In the era of the Underground Railroad, enslaved people of color took charge of emancipating themselves, and white abolitionists figured out ways to assist. It took later historians like Larry Gara and Keith Griffler to deconstruct the myth that set white people up as the conductors and even originators of the northward movement of freedom seekers. Ta Nahisi Coates’s lecture tonight at Xavier University showed that he too is a dismantler of myths.

It was in his own words almost “providential” that his lecture was postponed until after the presidential election, and Coates words were a call to action illumined by the lessons of history. He tacitly adjured the white progressives in the audience not to be panicked over the wave of racism emerging in the election’s wake, but to learn from the wisdom of African Americans whose strength has been forged in the crucible of struggle for four hundred years in America. He read from W.E.B. DuBois’ work Black Reconstruction to remind us the specifics of how people of color have known struggle since racism was officially created by colonial legislation in 1619. He challenged the analysis that says the presidential election was the result of anger over economic distress and a mandate to return to a mythological golden age of prosperity after WWII. Instead, Coates argued, the election was the result of manipulation of that complex core of American identity: racism. He locked horns with one of our sacred cows by saying African Americans did not see 9/11 as the beginning of new reign of terrorism, instead pointing to the century of domestic terrorism they endured from the time of Reconstruction/ end of the Civil War.

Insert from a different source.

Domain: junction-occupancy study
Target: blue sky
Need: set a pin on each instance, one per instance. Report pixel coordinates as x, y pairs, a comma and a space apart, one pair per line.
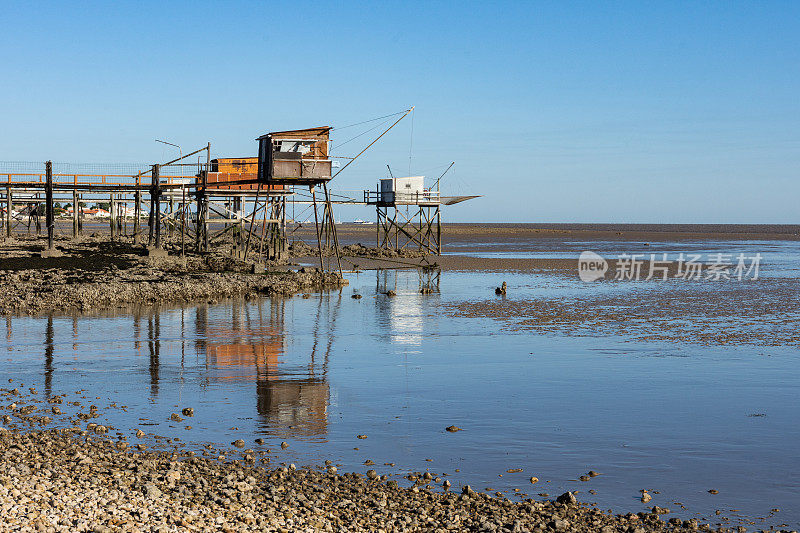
553, 111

“Struggle is in our DNA,” he said. By inference, progressives in the audience would do well to let African Americans take the lead in the current chapter of the struggle for justice. It was a message of unity, a welcome message in these divisive and volatile times, and a message clearly heard by the young people whose enthusiastic applause and standing ovation showed their relief at this truth-telling. Coates said there is much to be learned from the history of struggle, and particularly that of the African American kind, where black people went on struggling day after day, even when “the entire arc of their lives was enslavement.” Emancipation, victory, or even just the amelioration of daily suffering, was never certain – Coates pointed out we can’t even know what is going to happen tomorrow – and he cited the example of heroes like Ida B. Wells who worked her entire life to expose and end lynching, putting herself at great peril in her investigative forays into the South. He said we can’t be discouraged by failures and only rely upon successes, since “if we start judging things by victories, that negates all those who struggled and didn’t see victories,” like Wells. Instead, Coates said, we must pick our battles, choose with care what are the big questions we are going to take on, and, in his parting words, to honor that history of struggle by carrying it on ourselves.

Coates is an American writer, journalist, and educator. Coates is a national correspondent for The Atlantic, where he writes about cultural, social and political issues, particularly as they regard African-Americans. He is the author of Between The World And Me, and The Beautiful Struggle.